Pengaturan suhu yang dilakukan pada praktikum ini juga sesuai dengan teori Aslan
(1998) yang menyatakan bahwa suhu optimum yang digunakan dalam ekstraksi
karagenan adalah pada suhu 90oC, sedangkan menurut Reynold & Richards (1996),
pengadukan dilakukan agar diperoleh hasil campuran yang homogen, sehingga kontak
antara air dan karagenan yang terkandung dalam rumput laut dapat berjalan sempurna.
Imeson (2010) menambahkan bahwa keberhasilan proses ekstraksi karagenan
dipengaruhi oleh beberapa faktor, diantaranya adalah jenis dari karagenan itu sendiri,
suhu, pH, dan adanya senyawa-senyawa lain yang larut.
Selanjutnya, hasil perebusan didiamkan hingga mencapai suhu 40oC. Kemudian
dilakukan pengaturan pH hingga mencapai pH 8 dengan menggunakan HCl 10% dan
NaOH 10%, dimana pH diukur dengan pH-meter. Proses penurunan suhu sebelum
dilakukan pengukuran pH sangat perlu dilakukan karena menurut Alfonso & Edward
(1992), terdapat larangan penggunaan pH-meter pada beberapa larutan, diantaranya
larutan yang panas (melebihi suhu ruang) dan larutan es / air dingin karena dapat
mengakibatkan pengukuran yang tidak presisi, sehingga suhu menjadi salah satu faktor
penting dalam pengukuran pH. Penambahan larutan HCl 10% pada proses pengaturan
pH adalah memberikan kondisi asam jika pH sampel lebih dari 8, sedangkan
penambahan larutan NaOH 10% dilakukan jika pH sampel kurang dari 8, sehingga
diciptakan suasana lebih basa. Prasetyowati, et al. (2008) menyatakan bahwa
pengaturan pH hingga diperoleh pH 8 perlu dilakukan karena karagenan bersifat stabil
pada pH tersebut. Hal ini didukung pula oleh teori Imeson (2010) yang mengungkapkan
7
bahwa stabilitas karagenan dalam larutan terjadi pada maksimal pH 9, sedangkan pada
pH di bawah 3,5, karagenan akan mengalami kerusakan akibat terhidrolisis.

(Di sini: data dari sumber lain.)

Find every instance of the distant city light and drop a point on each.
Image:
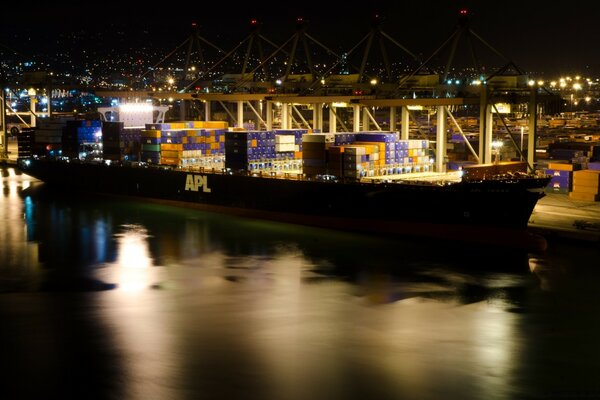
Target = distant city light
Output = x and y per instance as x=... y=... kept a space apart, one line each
x=135 y=107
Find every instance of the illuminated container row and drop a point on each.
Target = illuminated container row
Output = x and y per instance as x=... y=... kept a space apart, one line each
x=586 y=185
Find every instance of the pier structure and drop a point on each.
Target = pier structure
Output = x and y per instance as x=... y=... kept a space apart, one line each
x=321 y=98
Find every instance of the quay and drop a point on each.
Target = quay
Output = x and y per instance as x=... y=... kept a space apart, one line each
x=557 y=216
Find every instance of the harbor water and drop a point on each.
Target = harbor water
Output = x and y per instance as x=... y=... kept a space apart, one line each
x=107 y=298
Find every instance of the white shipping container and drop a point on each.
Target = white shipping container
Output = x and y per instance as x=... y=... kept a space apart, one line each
x=284 y=139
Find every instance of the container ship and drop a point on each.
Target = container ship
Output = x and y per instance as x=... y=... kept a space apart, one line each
x=369 y=182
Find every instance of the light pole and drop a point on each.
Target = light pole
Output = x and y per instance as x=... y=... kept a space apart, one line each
x=521 y=154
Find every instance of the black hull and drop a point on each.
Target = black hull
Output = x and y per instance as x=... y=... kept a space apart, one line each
x=491 y=212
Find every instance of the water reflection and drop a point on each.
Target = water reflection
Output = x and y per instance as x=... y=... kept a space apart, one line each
x=209 y=306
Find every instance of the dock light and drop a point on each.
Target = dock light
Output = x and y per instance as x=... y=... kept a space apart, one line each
x=135 y=107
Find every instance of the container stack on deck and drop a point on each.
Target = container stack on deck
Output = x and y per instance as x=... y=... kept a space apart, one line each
x=364 y=154
x=120 y=143
x=264 y=151
x=25 y=141
x=185 y=144
x=586 y=183
x=48 y=136
x=82 y=139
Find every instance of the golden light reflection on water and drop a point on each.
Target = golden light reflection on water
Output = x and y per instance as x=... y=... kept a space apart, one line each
x=18 y=256
x=133 y=258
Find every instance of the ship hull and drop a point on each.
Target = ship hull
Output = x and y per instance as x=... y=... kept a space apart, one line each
x=494 y=212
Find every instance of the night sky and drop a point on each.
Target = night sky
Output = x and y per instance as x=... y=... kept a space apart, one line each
x=541 y=37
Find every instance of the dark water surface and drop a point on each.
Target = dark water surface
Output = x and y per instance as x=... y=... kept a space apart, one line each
x=110 y=299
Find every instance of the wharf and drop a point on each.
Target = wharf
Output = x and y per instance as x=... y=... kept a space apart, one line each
x=557 y=216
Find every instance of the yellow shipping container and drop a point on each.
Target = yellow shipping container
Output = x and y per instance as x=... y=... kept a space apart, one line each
x=584 y=196
x=171 y=146
x=151 y=133
x=587 y=177
x=585 y=189
x=560 y=166
x=170 y=160
x=171 y=153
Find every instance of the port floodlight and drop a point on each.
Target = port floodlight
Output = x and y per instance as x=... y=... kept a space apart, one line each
x=496 y=144
x=135 y=107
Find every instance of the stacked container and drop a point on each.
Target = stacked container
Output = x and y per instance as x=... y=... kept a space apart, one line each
x=586 y=184
x=82 y=139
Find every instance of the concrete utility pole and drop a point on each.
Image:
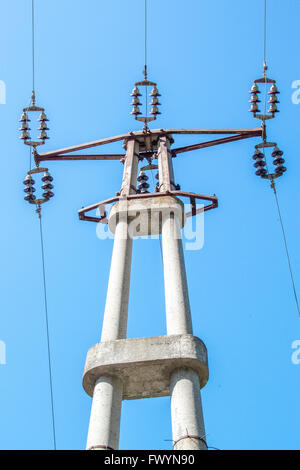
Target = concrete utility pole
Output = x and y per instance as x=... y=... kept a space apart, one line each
x=180 y=347
x=119 y=368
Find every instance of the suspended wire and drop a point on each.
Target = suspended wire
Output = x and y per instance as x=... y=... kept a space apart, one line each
x=145 y=52
x=265 y=31
x=146 y=19
x=286 y=247
x=42 y=239
x=33 y=48
x=272 y=180
x=47 y=326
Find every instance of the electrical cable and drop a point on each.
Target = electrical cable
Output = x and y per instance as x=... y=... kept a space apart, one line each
x=272 y=180
x=42 y=241
x=47 y=326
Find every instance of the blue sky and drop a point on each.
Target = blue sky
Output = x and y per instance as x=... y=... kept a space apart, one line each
x=204 y=57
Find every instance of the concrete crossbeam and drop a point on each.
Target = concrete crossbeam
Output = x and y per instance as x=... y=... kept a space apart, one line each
x=145 y=365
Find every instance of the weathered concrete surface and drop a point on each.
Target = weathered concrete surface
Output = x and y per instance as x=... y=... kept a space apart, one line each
x=186 y=410
x=178 y=312
x=104 y=428
x=145 y=365
x=116 y=307
x=145 y=216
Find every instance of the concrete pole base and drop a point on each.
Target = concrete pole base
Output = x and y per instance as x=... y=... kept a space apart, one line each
x=186 y=409
x=104 y=428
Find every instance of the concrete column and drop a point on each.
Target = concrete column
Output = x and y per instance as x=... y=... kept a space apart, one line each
x=116 y=307
x=105 y=417
x=104 y=428
x=177 y=303
x=186 y=410
x=186 y=407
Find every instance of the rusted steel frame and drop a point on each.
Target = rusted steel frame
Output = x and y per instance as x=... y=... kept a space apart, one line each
x=165 y=166
x=130 y=169
x=103 y=216
x=154 y=132
x=117 y=156
x=211 y=143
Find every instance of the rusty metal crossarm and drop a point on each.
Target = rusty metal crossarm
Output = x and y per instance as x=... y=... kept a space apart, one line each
x=211 y=143
x=192 y=196
x=48 y=156
x=71 y=157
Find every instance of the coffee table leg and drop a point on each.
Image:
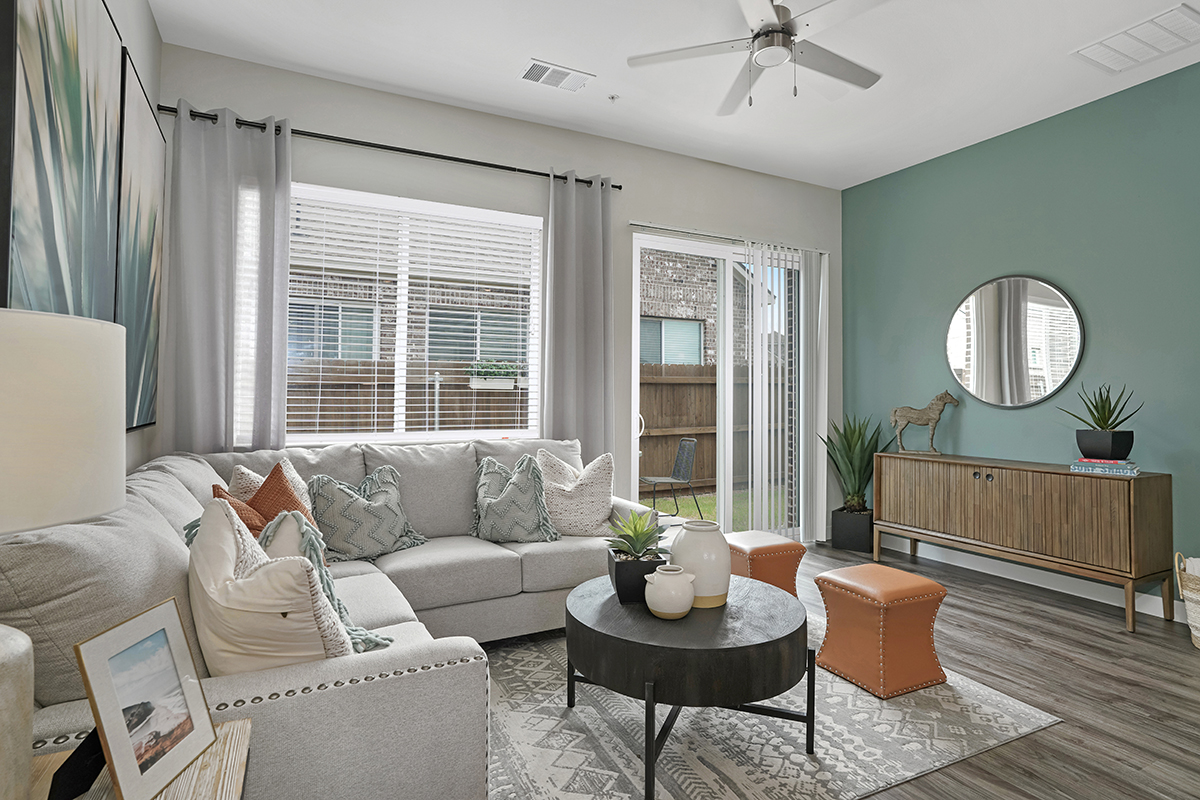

Setelah dilakukan pengaturan pH, lalu larutan tersebut disaring dengan kain saring.
Kimball (1992) menjelaskan bahwa penyaringan perlu dilakukan untuk memisahkan
bagian-bagian yang tidak diharapkan. Hal ini sesuai pula dengan pernyataan Suyitno
(1989) bahwa penyaringan akan menyebabkan partikel padat dan partikel cair terpisah.
Kemudian filtrat / partikel cair yang mengandung karagenan ditampung dan diukur
volumenya. Selanjutnya filtrat tersebut ditambahkan larutan NaCl 10% sebanyak 5%
dari volume filtrat, lalu dipanaskan hingga tercapai suhu 60oC. Campo, et al. (2009)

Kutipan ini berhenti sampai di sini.